November 4, 2016- Review and Proposed Actions for False-Positive Association Results in ADSP Case-Control Data

Some SNVs in the publicly released whole exome sequence (WES) QCed “consensus-called” data (which systematically integrated genotype calls from two pipelines: Atlas at Baylor College of Medicine and GATK at the Broad Institute) may have biased genotype calls resulting from sequence data generated/processed at the Broad Institute. This issue was identified by follow-up on likely “false-positive” genetic associations with genome-wide statistical significance in case-control analysis. It is not yet clear if this issue also affects WGS data.
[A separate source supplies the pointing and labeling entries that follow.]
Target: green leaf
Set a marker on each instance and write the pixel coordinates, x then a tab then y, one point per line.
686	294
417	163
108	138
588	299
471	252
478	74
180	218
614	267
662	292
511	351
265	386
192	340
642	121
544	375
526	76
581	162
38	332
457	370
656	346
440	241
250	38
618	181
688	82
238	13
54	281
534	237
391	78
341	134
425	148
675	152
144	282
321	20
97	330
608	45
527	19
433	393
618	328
Detailed information can be found here.

 


 

October 28, 2016- dbGaP News phs000572.v7.p4 ADSP Data Use

This notice describes a new issue with the whole-exome (WES) and whole-genome sequence (WGS) concordant and consensus genotype files released to Authorized Access Users.
It was recently discovered that heterogeneity in pre-variant-calling BAM processing has resulted in systematic biases in the GATK WES variant calls, and thus in the released WES concordant and consensus genotype files. 
ADSP WES data were independently and uniformly reprocessed as part of the Atlas variant pipeline, so the Atlas WES variant calls do not manifest this bias. We are currently examining the impact of this heterogeneity on the WGS data, but expect that these biases will need to be addressed in all WGS variant sets. 
Any analyses performed on ADSP BAM files downloaded from dbGaP may manifest these biases unless the data were reprocessed from a pre-mapped state (i.e., FASTQs). 
The ADSP will release an updated data set for both WGS and WES in the December 2016 dbGAP release which may consist of HGSC Atlas-only called variants or the current data sets with additional filters applied.
Researchers using the current data set are reminded that there are many possible sources of heterogeneity in any dataset/analysis that may generate false positive results and that findings should be verified by looking closely at primary data and via replication.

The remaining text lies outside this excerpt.